Gerzen, Tatjana; Triesch, Eberhard (Thesis advisor)

Aachen / Publikationsserver der RWTH Aachen University (2008) [Doktorarbeit]

Seite(n): 68 S. : graph. Darst.

Kurzfassung

Angenommen, wir suchen nach einer unbekannten Kante $e$ in einem gegebenen Graph $G(V,E)$. Um die Endknoten der Kante $e$ zu finden, waehlen wir eine Teilmenge $X$ von $V$ der Kardinalität höchstens $p$ und stellen Fragen der Form: „Ist mindestens einer der Knoten von $X$ ein Endknoten von $e$?”. Was ist dann die minimale Anzahl $c_p(G)$ von Fragen die notwendig sind, um $e$ im schlimmstmoeglichen Fall zu bestimmen? In der vorliegenden Arbeit lösen wir das Problem durch die Herleitung unterer Schranken und einer scharfen oberen Schranke für die $p$-Komplexität $c_p(G)$. Wir zeigen ausserdem, dass das Entscheidungsproblem, ob $c_p(G)leq k$ für eine gegebene natürliche Zahl $k$ gilt, NP-vollstaendig ist für jede natürliche Zahl $p$. Wir gehen speziell auf die Analyse der Greedy-Strategie ein und zeigen, dass das Entscheidungsproblem, ob die Anzahl der benötigten Fragen kleiner oder gleich $k$ ist, sogar dann NP-vollständig bleibt, wenn man diese einfache Strategie benutzt. Des weiteren nehmen wir eine probabilistische Analyse der Greedy-Schranke vor.
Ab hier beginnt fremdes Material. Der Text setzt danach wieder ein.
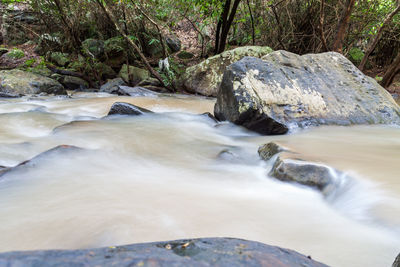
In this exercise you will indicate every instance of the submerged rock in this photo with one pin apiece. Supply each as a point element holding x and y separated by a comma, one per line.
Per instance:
<point>269,150</point>
<point>292,167</point>
<point>306,173</point>
<point>286,90</point>
<point>205,77</point>
<point>42,156</point>
<point>136,91</point>
<point>18,82</point>
<point>190,252</point>
<point>121,108</point>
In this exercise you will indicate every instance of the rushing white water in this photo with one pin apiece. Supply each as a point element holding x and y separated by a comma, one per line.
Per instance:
<point>158,177</point>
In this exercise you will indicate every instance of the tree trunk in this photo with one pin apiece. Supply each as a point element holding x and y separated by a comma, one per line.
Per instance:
<point>111,17</point>
<point>342,27</point>
<point>373,44</point>
<point>391,72</point>
<point>253,34</point>
<point>321,25</point>
<point>228,24</point>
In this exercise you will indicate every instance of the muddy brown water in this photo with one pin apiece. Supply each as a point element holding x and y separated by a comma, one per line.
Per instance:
<point>158,177</point>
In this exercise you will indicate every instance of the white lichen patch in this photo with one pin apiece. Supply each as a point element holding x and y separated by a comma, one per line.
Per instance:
<point>283,94</point>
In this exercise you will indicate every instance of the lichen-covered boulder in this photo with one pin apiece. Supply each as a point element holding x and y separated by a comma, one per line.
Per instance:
<point>133,74</point>
<point>18,82</point>
<point>191,252</point>
<point>284,90</point>
<point>205,77</point>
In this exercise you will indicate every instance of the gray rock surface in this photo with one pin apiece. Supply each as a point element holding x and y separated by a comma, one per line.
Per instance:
<point>285,90</point>
<point>121,108</point>
<point>269,150</point>
<point>18,82</point>
<point>191,252</point>
<point>205,77</point>
<point>290,166</point>
<point>112,86</point>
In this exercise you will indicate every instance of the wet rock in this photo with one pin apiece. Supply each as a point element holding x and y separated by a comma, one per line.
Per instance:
<point>190,252</point>
<point>210,116</point>
<point>42,156</point>
<point>121,108</point>
<point>290,166</point>
<point>229,156</point>
<point>112,86</point>
<point>285,90</point>
<point>205,78</point>
<point>134,74</point>
<point>136,91</point>
<point>18,82</point>
<point>58,58</point>
<point>306,173</point>
<point>269,150</point>
<point>396,262</point>
<point>173,43</point>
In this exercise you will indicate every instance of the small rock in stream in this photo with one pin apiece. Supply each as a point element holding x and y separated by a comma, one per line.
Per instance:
<point>122,108</point>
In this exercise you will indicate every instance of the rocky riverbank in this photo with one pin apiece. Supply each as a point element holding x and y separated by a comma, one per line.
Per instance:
<point>190,252</point>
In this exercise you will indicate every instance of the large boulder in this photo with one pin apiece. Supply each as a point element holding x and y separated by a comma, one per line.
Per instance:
<point>191,252</point>
<point>205,77</point>
<point>284,90</point>
<point>18,82</point>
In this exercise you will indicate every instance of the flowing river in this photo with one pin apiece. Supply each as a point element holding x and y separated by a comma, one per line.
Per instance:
<point>159,177</point>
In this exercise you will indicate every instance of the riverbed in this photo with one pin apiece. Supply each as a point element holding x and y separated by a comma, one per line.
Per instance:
<point>161,177</point>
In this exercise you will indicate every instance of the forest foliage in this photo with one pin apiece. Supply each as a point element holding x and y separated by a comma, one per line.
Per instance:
<point>360,29</point>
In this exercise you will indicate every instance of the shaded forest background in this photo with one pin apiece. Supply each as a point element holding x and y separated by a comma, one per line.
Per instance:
<point>143,32</point>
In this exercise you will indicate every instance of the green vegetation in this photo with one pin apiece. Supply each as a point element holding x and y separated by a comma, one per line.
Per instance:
<point>117,32</point>
<point>16,54</point>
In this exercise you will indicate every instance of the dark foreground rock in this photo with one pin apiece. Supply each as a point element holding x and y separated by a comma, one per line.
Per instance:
<point>31,163</point>
<point>191,252</point>
<point>284,90</point>
<point>121,108</point>
<point>18,82</point>
<point>293,167</point>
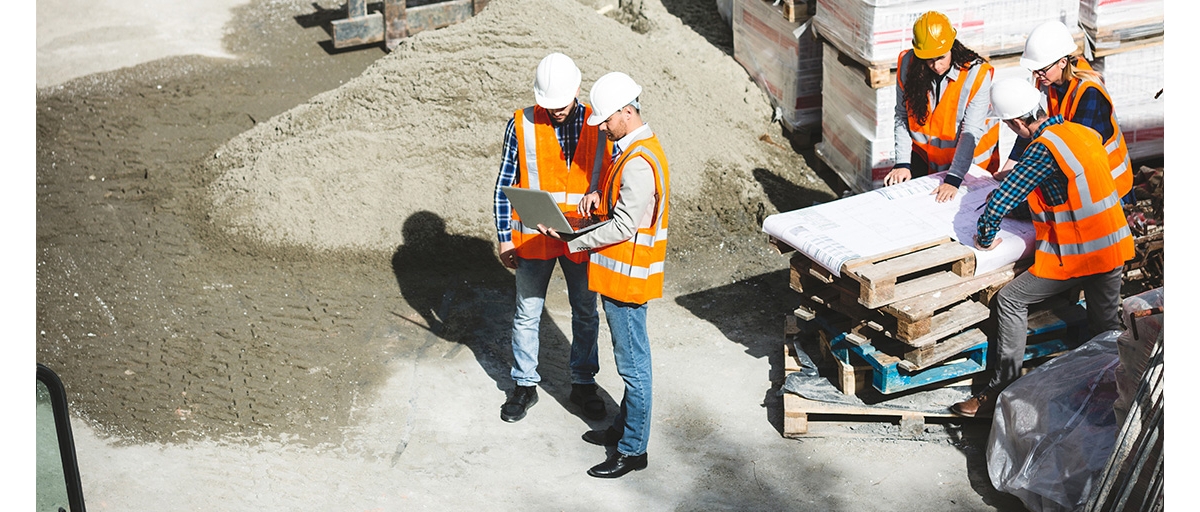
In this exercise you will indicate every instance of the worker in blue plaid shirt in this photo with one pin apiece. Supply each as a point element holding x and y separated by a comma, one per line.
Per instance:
<point>568,170</point>
<point>1083,239</point>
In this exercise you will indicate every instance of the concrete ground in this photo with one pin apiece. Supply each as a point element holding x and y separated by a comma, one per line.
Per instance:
<point>432,438</point>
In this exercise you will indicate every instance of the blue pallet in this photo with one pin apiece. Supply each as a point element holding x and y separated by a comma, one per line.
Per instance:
<point>889,378</point>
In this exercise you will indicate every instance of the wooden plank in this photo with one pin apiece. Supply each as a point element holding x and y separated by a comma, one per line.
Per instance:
<point>851,378</point>
<point>357,31</point>
<point>779,245</point>
<point>796,419</point>
<point>1123,44</point>
<point>961,257</point>
<point>918,360</point>
<point>849,266</point>
<point>436,16</point>
<point>797,411</point>
<point>953,320</point>
<point>885,295</point>
<point>821,273</point>
<point>395,22</point>
<point>790,10</point>
<point>925,305</point>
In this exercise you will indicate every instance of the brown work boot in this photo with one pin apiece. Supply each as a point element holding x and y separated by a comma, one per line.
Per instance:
<point>982,404</point>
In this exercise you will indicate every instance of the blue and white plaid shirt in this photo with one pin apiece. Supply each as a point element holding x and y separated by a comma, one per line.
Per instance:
<point>568,137</point>
<point>1095,112</point>
<point>1037,168</point>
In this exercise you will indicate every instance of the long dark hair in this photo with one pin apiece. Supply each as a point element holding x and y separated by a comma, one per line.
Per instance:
<point>919,79</point>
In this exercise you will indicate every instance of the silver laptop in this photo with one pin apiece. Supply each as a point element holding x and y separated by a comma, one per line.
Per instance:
<point>538,206</point>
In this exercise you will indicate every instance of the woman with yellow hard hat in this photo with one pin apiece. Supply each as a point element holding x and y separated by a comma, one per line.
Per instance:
<point>1074,91</point>
<point>941,116</point>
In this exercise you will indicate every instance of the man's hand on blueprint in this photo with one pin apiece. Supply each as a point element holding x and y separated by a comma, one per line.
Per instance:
<point>898,175</point>
<point>995,244</point>
<point>945,192</point>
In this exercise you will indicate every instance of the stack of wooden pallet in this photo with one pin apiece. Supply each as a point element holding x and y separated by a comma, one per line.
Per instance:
<point>913,317</point>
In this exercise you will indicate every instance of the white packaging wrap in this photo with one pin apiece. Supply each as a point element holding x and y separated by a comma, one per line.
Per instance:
<point>876,31</point>
<point>781,56</point>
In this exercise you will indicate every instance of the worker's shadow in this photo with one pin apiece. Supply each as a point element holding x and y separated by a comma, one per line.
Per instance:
<point>751,312</point>
<point>466,296</point>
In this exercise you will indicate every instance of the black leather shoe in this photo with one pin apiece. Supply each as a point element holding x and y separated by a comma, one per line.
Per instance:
<point>609,437</point>
<point>522,398</point>
<point>585,396</point>
<point>617,465</point>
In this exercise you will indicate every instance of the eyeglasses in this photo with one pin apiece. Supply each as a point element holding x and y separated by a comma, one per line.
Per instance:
<point>1045,70</point>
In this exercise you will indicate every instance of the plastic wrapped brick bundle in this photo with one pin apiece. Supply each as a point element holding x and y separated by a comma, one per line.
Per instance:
<point>1054,428</point>
<point>725,7</point>
<point>1143,317</point>
<point>875,31</point>
<point>781,56</point>
<point>856,126</point>
<point>857,122</point>
<point>1109,22</point>
<point>1133,78</point>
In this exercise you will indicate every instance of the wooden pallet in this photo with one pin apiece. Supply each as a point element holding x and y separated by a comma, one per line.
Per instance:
<point>919,320</point>
<point>895,367</point>
<point>924,319</point>
<point>798,411</point>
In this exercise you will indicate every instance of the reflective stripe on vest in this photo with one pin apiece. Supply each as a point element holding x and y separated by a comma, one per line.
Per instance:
<point>1087,234</point>
<point>631,270</point>
<point>1115,146</point>
<point>543,164</point>
<point>939,137</point>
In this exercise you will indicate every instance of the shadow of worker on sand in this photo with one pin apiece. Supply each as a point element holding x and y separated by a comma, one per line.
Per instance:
<point>467,296</point>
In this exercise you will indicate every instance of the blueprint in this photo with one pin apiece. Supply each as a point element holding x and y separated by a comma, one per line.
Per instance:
<point>895,217</point>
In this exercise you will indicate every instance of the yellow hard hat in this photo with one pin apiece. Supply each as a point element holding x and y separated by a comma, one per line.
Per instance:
<point>933,35</point>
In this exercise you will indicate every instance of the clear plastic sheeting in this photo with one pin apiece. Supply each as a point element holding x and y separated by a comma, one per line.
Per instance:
<point>1143,318</point>
<point>809,384</point>
<point>1054,428</point>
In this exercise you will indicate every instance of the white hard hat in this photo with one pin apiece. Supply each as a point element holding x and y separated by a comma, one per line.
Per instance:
<point>1014,97</point>
<point>1047,43</point>
<point>557,82</point>
<point>610,94</point>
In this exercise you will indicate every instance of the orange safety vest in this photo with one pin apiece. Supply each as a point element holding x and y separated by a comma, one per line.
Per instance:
<point>543,164</point>
<point>1087,234</point>
<point>631,271</point>
<point>1115,146</point>
<point>937,138</point>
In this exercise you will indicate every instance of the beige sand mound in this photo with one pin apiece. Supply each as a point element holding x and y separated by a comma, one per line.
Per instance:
<point>421,130</point>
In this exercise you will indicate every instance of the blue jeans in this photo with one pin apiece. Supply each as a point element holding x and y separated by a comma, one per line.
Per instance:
<point>532,279</point>
<point>631,351</point>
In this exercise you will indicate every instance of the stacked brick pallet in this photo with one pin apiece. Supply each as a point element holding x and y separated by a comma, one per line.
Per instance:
<point>1126,43</point>
<point>913,317</point>
<point>775,46</point>
<point>863,38</point>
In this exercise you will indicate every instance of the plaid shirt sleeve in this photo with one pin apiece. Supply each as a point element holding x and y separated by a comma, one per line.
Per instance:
<point>501,206</point>
<point>1037,168</point>
<point>1095,112</point>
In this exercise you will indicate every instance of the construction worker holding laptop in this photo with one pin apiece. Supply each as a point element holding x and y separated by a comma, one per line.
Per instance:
<point>627,259</point>
<point>549,146</point>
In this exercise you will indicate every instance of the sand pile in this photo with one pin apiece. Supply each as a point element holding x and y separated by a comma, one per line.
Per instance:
<point>421,130</point>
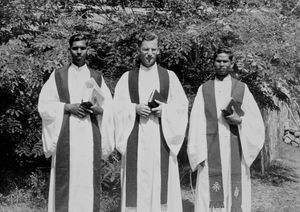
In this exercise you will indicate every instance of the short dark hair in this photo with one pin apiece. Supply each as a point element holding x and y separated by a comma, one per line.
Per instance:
<point>77,37</point>
<point>147,36</point>
<point>224,50</point>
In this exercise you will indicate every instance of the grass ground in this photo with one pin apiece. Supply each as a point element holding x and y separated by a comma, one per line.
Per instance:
<point>277,191</point>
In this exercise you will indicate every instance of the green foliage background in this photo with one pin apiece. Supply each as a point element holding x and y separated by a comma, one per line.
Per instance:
<point>33,42</point>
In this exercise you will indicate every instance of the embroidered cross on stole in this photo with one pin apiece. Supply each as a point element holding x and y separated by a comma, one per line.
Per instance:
<point>213,148</point>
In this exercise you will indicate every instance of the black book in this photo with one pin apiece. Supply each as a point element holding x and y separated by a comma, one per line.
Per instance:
<point>155,95</point>
<point>227,110</point>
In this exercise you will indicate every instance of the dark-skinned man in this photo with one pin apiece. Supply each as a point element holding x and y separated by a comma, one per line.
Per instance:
<point>74,134</point>
<point>226,134</point>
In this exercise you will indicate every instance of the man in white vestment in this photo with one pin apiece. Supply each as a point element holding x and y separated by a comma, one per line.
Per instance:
<point>149,136</point>
<point>226,134</point>
<point>76,135</point>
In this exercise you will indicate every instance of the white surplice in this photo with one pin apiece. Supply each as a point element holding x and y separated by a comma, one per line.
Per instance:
<point>252,133</point>
<point>81,137</point>
<point>174,120</point>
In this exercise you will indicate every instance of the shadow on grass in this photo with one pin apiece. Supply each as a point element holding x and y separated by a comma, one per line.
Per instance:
<point>277,174</point>
<point>186,204</point>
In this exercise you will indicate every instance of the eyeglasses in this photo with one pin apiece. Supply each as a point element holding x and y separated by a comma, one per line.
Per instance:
<point>76,48</point>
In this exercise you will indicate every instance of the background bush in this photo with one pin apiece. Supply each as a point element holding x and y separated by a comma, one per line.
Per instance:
<point>34,42</point>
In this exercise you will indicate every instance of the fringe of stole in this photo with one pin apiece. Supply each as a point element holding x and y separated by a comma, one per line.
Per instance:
<point>216,204</point>
<point>236,209</point>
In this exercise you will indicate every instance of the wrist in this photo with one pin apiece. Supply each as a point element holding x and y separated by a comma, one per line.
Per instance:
<point>67,108</point>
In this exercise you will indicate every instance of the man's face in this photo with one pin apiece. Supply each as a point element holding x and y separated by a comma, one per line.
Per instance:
<point>222,65</point>
<point>78,52</point>
<point>148,52</point>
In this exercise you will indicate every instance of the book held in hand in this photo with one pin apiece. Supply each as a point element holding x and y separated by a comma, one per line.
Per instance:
<point>227,109</point>
<point>155,95</point>
<point>92,94</point>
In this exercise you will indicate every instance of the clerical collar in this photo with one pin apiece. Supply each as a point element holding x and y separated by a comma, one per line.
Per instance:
<point>78,68</point>
<point>227,78</point>
<point>144,68</point>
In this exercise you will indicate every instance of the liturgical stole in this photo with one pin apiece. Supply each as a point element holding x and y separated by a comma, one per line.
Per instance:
<point>213,148</point>
<point>62,165</point>
<point>132,144</point>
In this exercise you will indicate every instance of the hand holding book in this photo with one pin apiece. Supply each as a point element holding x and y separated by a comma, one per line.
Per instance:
<point>232,106</point>
<point>232,112</point>
<point>155,95</point>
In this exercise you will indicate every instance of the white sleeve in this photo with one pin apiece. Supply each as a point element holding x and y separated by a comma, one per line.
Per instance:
<point>197,143</point>
<point>106,122</point>
<point>51,111</point>
<point>124,114</point>
<point>252,129</point>
<point>175,115</point>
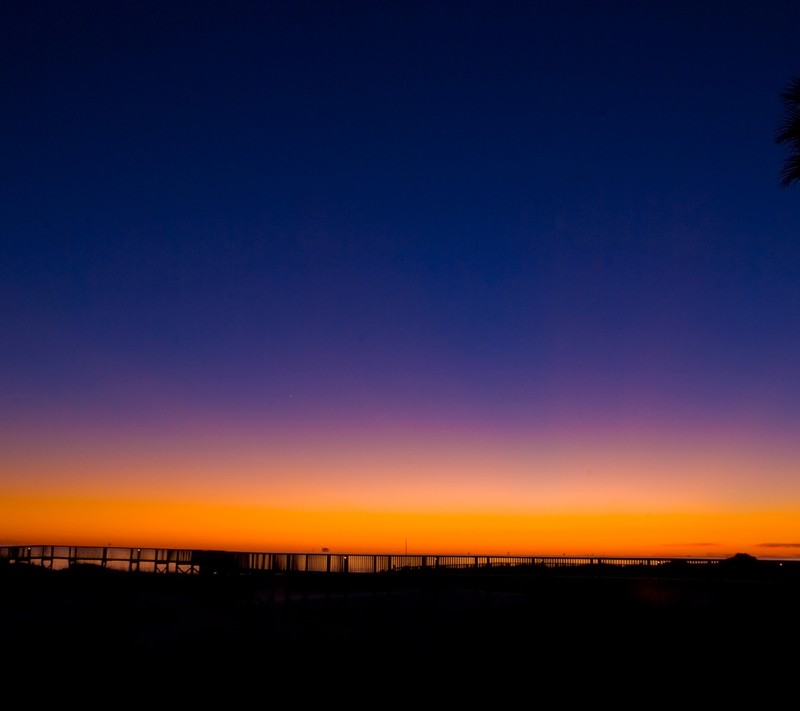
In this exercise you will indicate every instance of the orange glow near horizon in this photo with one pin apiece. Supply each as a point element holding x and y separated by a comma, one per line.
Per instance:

Für den Fall, dass $G$ ein vollständiger Graph ist, ist das oben beschriebene Problem aequivalent zu dem $(2,n)$-Gruppentestproblem mit Testmengen der Kardinalitaet höchstens $p$. Wir präsentieren scharfe untere und obere Schranken für die Komplexität dieses Gruppentestproblems und zeigen, dass die maximale Differenz zwischen diesen beiden Schranken 3 beträgt. Wir gehen darüberhinaus ausführlich auf den gut erfassbaren Fall $p=2$ ein und geben $c_2(G)$ für gewisse Graphenklassen exakt an. Wir beweisen eine scharfe obere Schranke für die Anzahl der Kanten in einem Graphen in Abhängigkeit von $c_2(G)$ und leiten daraus eine scharfe untere Schranke für $c_2(G)$ ab. Die Graphen, für die Gleichheit gilt, werden auf unterschiedliche Weisen charakterisiert, und wir vermuten, dass diese Charakterisierung benutzt werden kann, um für solche Graphen einen polynomiellen Algorithmus zur Berechnung von $c_2(G)$ zu konstruieren. Außerdem leiten wir eine scharfe obere Schranke für $c_2(G)$ her und geben notwendige und hinreichende Bedingungen an Graphen für das Annehmen dieser oberen Schranke an.